One should have the ability to CHARGE the model token credit when it Fs up so bad.
NO FN SEARCH??? And when asked for line nums in it output - its in txt...
Seriously, I practically want not just a refund, I want claude to pay me for my time correcting its mistakes.
ChatGPT does the same thing. It forgets things committed to memory - refactors successful things back out of files. ETc....
Its been a really eye opening and frustrating experience and my squinty looks are aiming that its specifically intentional:
They dont want people using a $20/month AI plan to actually be able to do any meaningful work and build a product.
It is difficult to get the AI models to get everything right every time. I noticed too that it would sometimes remove comments etc when re-writing code.
The way to get better results is with agentic workflows that breakdown the task into smaller steps that the models can iteratively come to a correct result.
One important step I added to mine is a review step (in the reviewChanges.ts
file) in my workflow at
https://github.com/TrafficGuard/nous/blob/main/src/swe/codeE...
This gets the diff and asks questions like:
- Are there any redundant changes in the diff?
- Was any code removed in the changes which should not have been?
- Review the style of the code changes in the diff carefully against the original code.
Maybe try using that, or the package that I use which does the actual code edits called Aider https://aider.chat/
Also, is it a coincidence that at cheaper (potentially faster?) model has been released (just) before they roll out the "new" voice mode (which boasts very low latency)?

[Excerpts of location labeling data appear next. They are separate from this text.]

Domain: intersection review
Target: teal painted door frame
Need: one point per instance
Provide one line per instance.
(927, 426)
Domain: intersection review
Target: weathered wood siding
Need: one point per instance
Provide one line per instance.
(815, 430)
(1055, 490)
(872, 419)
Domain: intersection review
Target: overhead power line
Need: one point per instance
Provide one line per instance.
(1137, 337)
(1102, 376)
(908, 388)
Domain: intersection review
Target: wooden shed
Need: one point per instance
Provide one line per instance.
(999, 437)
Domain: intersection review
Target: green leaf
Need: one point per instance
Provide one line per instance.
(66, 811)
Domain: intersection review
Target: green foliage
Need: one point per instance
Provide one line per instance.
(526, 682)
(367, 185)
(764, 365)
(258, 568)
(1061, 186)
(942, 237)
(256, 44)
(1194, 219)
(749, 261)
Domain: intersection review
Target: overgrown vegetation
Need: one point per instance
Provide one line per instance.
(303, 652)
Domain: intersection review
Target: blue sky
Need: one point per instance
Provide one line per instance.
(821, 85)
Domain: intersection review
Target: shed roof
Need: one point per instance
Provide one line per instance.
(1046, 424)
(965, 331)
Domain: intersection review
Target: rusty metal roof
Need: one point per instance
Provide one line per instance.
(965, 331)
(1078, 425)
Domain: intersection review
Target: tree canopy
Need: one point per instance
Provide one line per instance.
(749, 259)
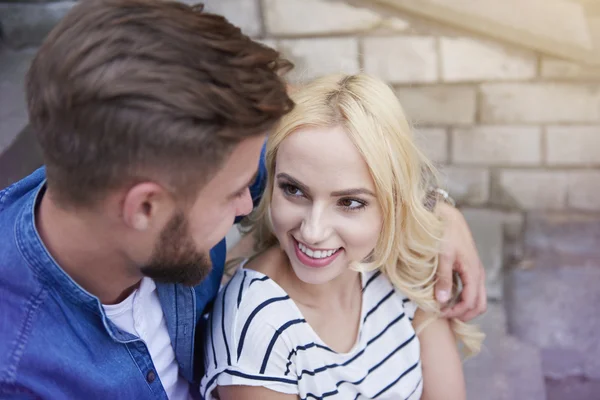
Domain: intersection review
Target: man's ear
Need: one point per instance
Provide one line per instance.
(146, 206)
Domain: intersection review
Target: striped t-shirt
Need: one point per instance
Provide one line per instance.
(258, 337)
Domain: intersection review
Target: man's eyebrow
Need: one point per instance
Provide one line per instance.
(294, 182)
(247, 185)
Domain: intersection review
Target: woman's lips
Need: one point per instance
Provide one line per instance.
(314, 262)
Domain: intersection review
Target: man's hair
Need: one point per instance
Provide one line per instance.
(126, 90)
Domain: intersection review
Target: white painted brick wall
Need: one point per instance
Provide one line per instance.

For the record, you should never use that in an application. Always explicitly note the full versioned model name. This will prevent bad surprises because not every new version is an improvement; sometimes they get worse, especially at specific tasks.
> By switching to the new gpt-4o-2024-08-06, developers save 50% on inputs ($2.50/1M input tokens) and 33% on outputs ($10.00/1M output tokens) compared to gpt-4o-2024-05-13.